The budgets may be rising for James Wan, who was at the helm of Furious 7, a sequel that cost nearly $200 million to make and grossed $1.5 billion worldwide. But there will always be a place in his heart and his schedule for economical horror, which describes most of his films, including Saw,
Insidious, and The Conjuring. Wan, whose second Conjuring movie is still generating plenty of profit despite an immodest for him $40 M price tag, is a producer on Lights Out, a horror film whose meager $5 million budget guarantees it commercial success.
Lights Out is the feature debut of director David F. Sandberg, whose 3-minute 2013 short film of the same name is adapted by The Thing remaker and A Nightmare on Elm Street rebooter Eric Heisserer. The film establishes its premise quickly and effectively in a prologue that largely served as its teaser trailer. Paul (Billy Burke), some kind of executive of a garment company, has an hour of work left before coming home to his sick wife Sophie (Maria Bello) and their son Martin (Gabriel Bateman). But something is strange at the workplace: a shadowy figure appears when the lights are off and disappears when they come on.

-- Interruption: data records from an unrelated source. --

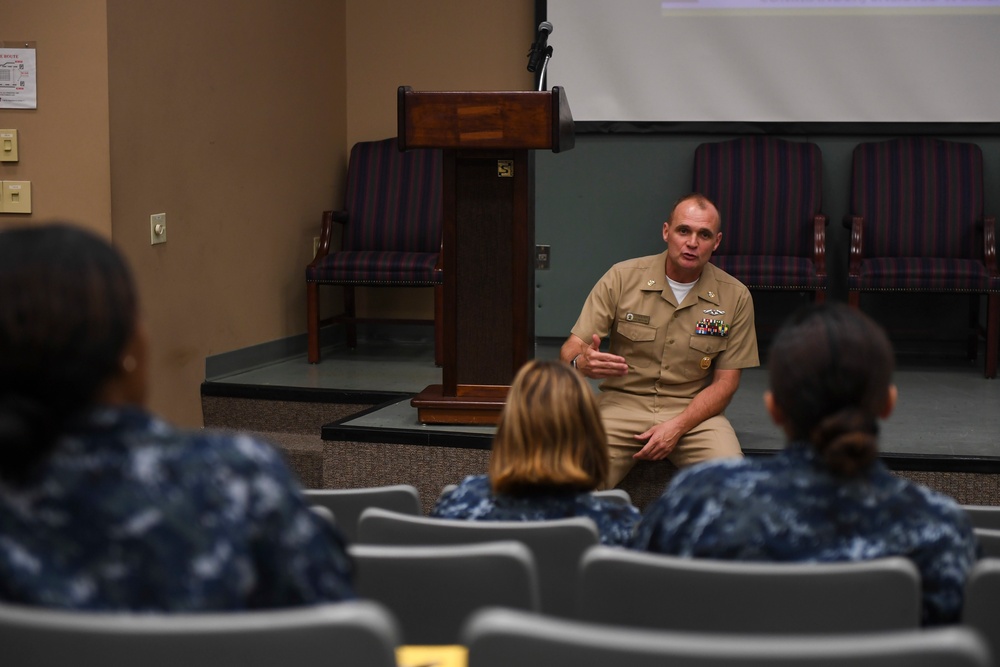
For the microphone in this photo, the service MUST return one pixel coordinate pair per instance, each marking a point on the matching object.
(539, 46)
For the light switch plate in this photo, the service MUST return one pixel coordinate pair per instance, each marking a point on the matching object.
(8, 145)
(157, 228)
(16, 196)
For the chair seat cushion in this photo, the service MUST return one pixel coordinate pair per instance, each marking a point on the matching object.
(923, 274)
(771, 272)
(368, 267)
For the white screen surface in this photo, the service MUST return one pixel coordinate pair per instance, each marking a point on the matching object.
(931, 61)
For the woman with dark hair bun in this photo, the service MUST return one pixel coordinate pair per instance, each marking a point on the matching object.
(103, 506)
(826, 496)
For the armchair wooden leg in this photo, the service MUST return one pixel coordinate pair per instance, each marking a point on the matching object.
(312, 321)
(992, 333)
(974, 328)
(439, 325)
(350, 326)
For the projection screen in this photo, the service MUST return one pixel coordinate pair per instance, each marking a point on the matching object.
(775, 61)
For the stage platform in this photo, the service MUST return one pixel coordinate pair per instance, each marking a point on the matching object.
(945, 430)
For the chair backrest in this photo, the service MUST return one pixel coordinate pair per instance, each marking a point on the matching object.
(393, 199)
(432, 590)
(350, 633)
(556, 545)
(642, 589)
(767, 191)
(919, 197)
(981, 606)
(619, 495)
(989, 541)
(503, 637)
(983, 516)
(348, 504)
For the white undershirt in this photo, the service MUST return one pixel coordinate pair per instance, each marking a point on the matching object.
(681, 290)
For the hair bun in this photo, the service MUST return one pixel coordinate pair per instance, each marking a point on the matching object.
(847, 441)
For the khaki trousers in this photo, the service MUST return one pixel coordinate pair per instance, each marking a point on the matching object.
(625, 416)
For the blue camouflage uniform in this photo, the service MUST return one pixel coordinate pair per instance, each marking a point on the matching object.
(789, 507)
(130, 513)
(473, 499)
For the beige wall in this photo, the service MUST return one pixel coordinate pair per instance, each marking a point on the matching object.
(235, 119)
(63, 144)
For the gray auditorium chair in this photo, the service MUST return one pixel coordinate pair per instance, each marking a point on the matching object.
(556, 545)
(989, 541)
(347, 504)
(503, 637)
(983, 516)
(349, 633)
(642, 589)
(432, 590)
(981, 608)
(620, 495)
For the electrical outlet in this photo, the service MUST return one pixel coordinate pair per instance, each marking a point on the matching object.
(157, 228)
(543, 257)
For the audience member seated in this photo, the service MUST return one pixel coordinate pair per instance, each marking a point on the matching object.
(826, 496)
(549, 453)
(104, 506)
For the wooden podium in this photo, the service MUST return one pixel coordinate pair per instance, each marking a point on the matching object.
(489, 236)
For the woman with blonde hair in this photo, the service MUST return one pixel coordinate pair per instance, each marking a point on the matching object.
(549, 453)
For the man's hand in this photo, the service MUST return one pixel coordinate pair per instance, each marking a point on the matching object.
(592, 362)
(660, 440)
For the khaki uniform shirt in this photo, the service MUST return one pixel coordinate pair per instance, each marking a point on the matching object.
(672, 349)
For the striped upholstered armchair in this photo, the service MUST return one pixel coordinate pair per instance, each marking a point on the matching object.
(769, 193)
(917, 225)
(391, 234)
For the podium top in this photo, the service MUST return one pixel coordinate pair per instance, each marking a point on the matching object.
(483, 120)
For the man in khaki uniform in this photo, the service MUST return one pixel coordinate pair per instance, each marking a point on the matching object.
(681, 330)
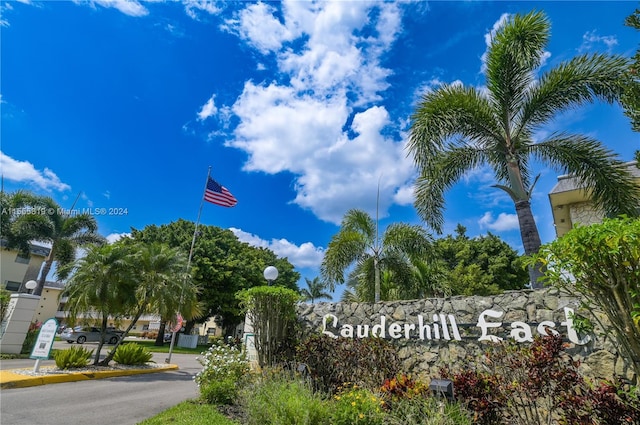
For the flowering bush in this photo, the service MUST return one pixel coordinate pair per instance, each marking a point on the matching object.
(224, 371)
(30, 339)
(355, 405)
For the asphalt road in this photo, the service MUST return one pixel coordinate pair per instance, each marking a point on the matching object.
(125, 400)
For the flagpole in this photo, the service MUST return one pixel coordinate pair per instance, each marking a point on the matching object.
(193, 243)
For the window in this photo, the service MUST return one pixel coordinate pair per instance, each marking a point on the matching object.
(22, 260)
(13, 286)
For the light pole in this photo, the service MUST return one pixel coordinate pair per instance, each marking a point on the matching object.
(271, 274)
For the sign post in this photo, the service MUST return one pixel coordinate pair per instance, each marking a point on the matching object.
(42, 347)
(176, 328)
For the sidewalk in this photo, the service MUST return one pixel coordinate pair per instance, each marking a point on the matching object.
(12, 378)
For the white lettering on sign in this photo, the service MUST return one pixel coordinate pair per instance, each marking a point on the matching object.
(445, 326)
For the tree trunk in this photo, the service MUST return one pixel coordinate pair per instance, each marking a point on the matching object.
(530, 240)
(160, 338)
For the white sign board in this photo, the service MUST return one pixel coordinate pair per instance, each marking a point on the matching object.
(46, 336)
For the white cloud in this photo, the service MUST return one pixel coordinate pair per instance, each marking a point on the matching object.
(503, 223)
(591, 38)
(128, 7)
(323, 125)
(208, 109)
(25, 172)
(192, 7)
(303, 256)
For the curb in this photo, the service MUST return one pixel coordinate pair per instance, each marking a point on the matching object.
(10, 379)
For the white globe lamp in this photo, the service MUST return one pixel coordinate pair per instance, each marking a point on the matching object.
(271, 274)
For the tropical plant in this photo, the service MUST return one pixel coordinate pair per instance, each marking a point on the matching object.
(225, 369)
(102, 286)
(162, 285)
(483, 265)
(50, 223)
(358, 242)
(456, 129)
(315, 290)
(631, 96)
(132, 354)
(5, 298)
(271, 312)
(366, 362)
(221, 265)
(601, 264)
(74, 357)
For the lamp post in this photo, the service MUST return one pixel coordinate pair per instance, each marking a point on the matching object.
(271, 274)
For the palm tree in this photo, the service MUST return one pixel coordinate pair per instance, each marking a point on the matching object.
(50, 223)
(163, 285)
(314, 290)
(457, 128)
(101, 287)
(358, 242)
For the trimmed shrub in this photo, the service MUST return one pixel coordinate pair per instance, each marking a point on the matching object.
(271, 311)
(366, 362)
(538, 383)
(74, 357)
(132, 354)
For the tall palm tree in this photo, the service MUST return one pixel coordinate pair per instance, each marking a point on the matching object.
(101, 287)
(163, 285)
(358, 243)
(315, 290)
(457, 128)
(63, 230)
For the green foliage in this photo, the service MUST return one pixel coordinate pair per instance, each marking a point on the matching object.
(534, 384)
(366, 362)
(132, 354)
(355, 405)
(74, 357)
(5, 297)
(631, 96)
(456, 129)
(315, 290)
(484, 265)
(222, 265)
(30, 338)
(271, 311)
(402, 387)
(358, 243)
(278, 399)
(601, 263)
(225, 369)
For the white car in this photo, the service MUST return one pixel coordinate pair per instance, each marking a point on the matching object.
(82, 334)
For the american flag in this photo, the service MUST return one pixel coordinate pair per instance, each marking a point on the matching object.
(218, 194)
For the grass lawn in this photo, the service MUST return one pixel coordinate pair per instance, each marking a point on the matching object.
(190, 413)
(149, 345)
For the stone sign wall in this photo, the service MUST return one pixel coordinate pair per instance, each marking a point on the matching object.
(431, 333)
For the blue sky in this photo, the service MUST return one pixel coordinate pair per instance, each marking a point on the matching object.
(300, 108)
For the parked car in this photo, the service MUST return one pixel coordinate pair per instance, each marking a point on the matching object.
(82, 334)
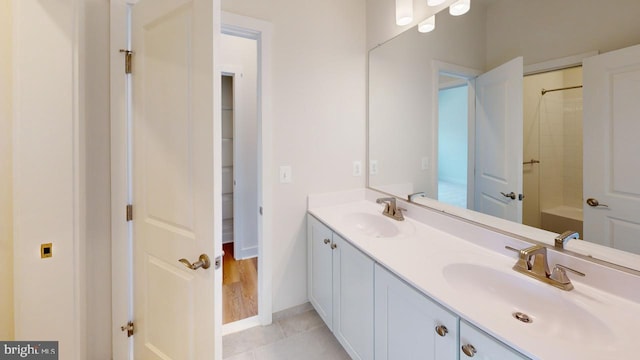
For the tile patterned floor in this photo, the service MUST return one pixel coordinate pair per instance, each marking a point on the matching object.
(301, 336)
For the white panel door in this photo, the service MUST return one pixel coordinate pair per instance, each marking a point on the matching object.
(320, 269)
(408, 325)
(173, 162)
(352, 299)
(612, 149)
(475, 344)
(498, 172)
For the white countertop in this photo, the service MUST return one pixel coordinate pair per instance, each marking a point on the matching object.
(608, 330)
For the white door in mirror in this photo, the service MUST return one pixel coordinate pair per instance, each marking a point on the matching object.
(498, 148)
(611, 148)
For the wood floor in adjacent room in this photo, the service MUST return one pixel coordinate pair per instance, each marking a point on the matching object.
(239, 286)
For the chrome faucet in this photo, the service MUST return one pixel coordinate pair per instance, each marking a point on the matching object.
(391, 209)
(532, 261)
(563, 239)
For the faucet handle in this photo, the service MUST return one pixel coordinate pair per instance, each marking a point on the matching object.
(560, 275)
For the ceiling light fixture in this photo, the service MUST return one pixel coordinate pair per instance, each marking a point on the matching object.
(435, 2)
(427, 25)
(460, 7)
(404, 12)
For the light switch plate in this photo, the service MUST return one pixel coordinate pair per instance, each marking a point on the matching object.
(285, 174)
(373, 167)
(357, 168)
(425, 163)
(46, 250)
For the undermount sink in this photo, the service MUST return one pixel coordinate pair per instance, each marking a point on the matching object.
(376, 225)
(545, 308)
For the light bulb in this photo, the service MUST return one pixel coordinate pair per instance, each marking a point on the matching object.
(435, 2)
(427, 25)
(460, 7)
(404, 12)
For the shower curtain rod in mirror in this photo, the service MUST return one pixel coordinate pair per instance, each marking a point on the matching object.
(544, 91)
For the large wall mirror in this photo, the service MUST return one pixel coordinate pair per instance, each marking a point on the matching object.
(524, 110)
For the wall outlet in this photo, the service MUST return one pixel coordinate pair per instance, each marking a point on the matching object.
(373, 167)
(285, 174)
(357, 168)
(425, 163)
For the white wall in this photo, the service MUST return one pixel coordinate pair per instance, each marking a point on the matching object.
(46, 187)
(548, 29)
(6, 196)
(318, 111)
(95, 170)
(61, 174)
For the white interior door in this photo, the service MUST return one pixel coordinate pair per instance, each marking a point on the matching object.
(612, 149)
(498, 156)
(176, 316)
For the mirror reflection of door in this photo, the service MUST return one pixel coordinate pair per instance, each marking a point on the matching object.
(498, 150)
(611, 168)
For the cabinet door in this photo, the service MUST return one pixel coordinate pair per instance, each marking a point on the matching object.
(406, 323)
(484, 347)
(352, 299)
(320, 269)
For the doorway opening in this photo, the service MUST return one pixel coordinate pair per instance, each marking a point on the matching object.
(240, 266)
(240, 178)
(553, 150)
(453, 160)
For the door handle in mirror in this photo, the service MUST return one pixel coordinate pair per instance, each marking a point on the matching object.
(203, 262)
(594, 203)
(511, 195)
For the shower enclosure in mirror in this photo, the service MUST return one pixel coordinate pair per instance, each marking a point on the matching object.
(437, 126)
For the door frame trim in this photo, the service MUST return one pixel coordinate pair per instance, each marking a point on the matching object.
(121, 230)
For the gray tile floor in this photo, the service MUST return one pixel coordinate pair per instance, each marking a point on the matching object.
(301, 336)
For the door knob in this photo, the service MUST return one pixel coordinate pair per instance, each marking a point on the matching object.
(441, 330)
(511, 195)
(469, 350)
(203, 262)
(594, 203)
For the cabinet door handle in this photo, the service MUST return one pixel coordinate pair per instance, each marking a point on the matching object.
(469, 350)
(442, 330)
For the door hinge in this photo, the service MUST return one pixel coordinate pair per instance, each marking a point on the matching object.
(128, 58)
(129, 328)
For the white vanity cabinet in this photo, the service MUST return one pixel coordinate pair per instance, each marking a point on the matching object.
(409, 325)
(340, 287)
(475, 344)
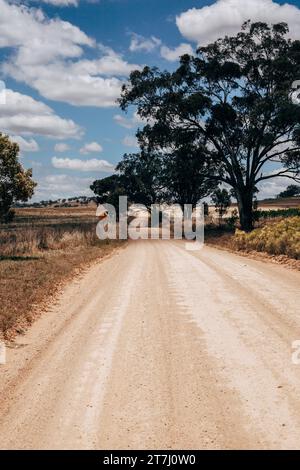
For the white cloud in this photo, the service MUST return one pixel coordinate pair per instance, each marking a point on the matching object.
(49, 56)
(62, 186)
(140, 43)
(205, 25)
(61, 3)
(29, 145)
(128, 123)
(91, 147)
(24, 115)
(61, 147)
(82, 165)
(130, 141)
(173, 54)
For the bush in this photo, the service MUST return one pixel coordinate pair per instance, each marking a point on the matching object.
(281, 238)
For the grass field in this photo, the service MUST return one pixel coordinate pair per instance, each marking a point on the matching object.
(39, 251)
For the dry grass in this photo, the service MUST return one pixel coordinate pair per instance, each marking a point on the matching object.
(275, 239)
(278, 238)
(37, 254)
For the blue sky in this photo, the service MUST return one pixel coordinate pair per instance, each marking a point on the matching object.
(63, 62)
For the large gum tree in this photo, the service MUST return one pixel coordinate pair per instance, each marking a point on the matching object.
(233, 97)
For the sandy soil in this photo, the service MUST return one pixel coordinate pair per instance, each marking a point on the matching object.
(160, 348)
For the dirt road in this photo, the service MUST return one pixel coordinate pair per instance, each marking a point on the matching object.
(160, 348)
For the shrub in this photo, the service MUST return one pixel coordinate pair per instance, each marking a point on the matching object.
(281, 238)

Paul doesn't make it home or past the opening scene, but that shadowy figure does. It is a consoling otherworldly presence for the manic depressive Sophie and the stuff of nightmares for Martin, who can't sleep at home and keeps dozing off at school to the concern and intervention of child services. Martin's older sister, independent commitment phobe Rebecca (Teresa Palmer, with an American accent that comes and goes), takes the boy out of their mother's home to crash at her child-unfriendly apartment. Child services frowns upon that arrangement and the relocation does not prevent that shadowy figure, who we come to know as a storied ghost named Diana, from haunting Sophie's children.
Lights Out unfolds as a parade of jump scares built around the notion that the dark can be terrifying. How many different ways can you have light going out and Diana appearing? The movie concocts as many scenarios as it can: dead lightbulbs, candles, flashlights, cell phones, black light, a fire, and, of course, a climactic power outage.
There's very little intelligence and sophistication to this, a movie that opens with a shot of a streetlight. It nonetheless provoked nervous laughter and some cathartic snark from the engaged crowd at my packed screening.
Am I mistaken in thinking that Maria Bello was once a respected actress? Palmer has turned 30 without making that leap to stardom, though she continues to enjoy prominent steady work. As the boyfriend Rebecca is reluctant to label as such, Alexander DiPersia is the closest thing the film has to a scene stealer. This young Edgar Ramνrez doppelganger probably stands to benefit the most from this movie being seen and appreciated.
Too routine and minor to generate any feelings of disappointment, Lights Out takes its concept as far as it can, while feeling overstretched even at just 81 minutes including credits. The highlight for me was probably the random out-of-nowhere flashback establishing Rebecca as a '90s kid with a movie poster of Macaulay Culkin's Richie Rich on her wall. Good old Richie Rich.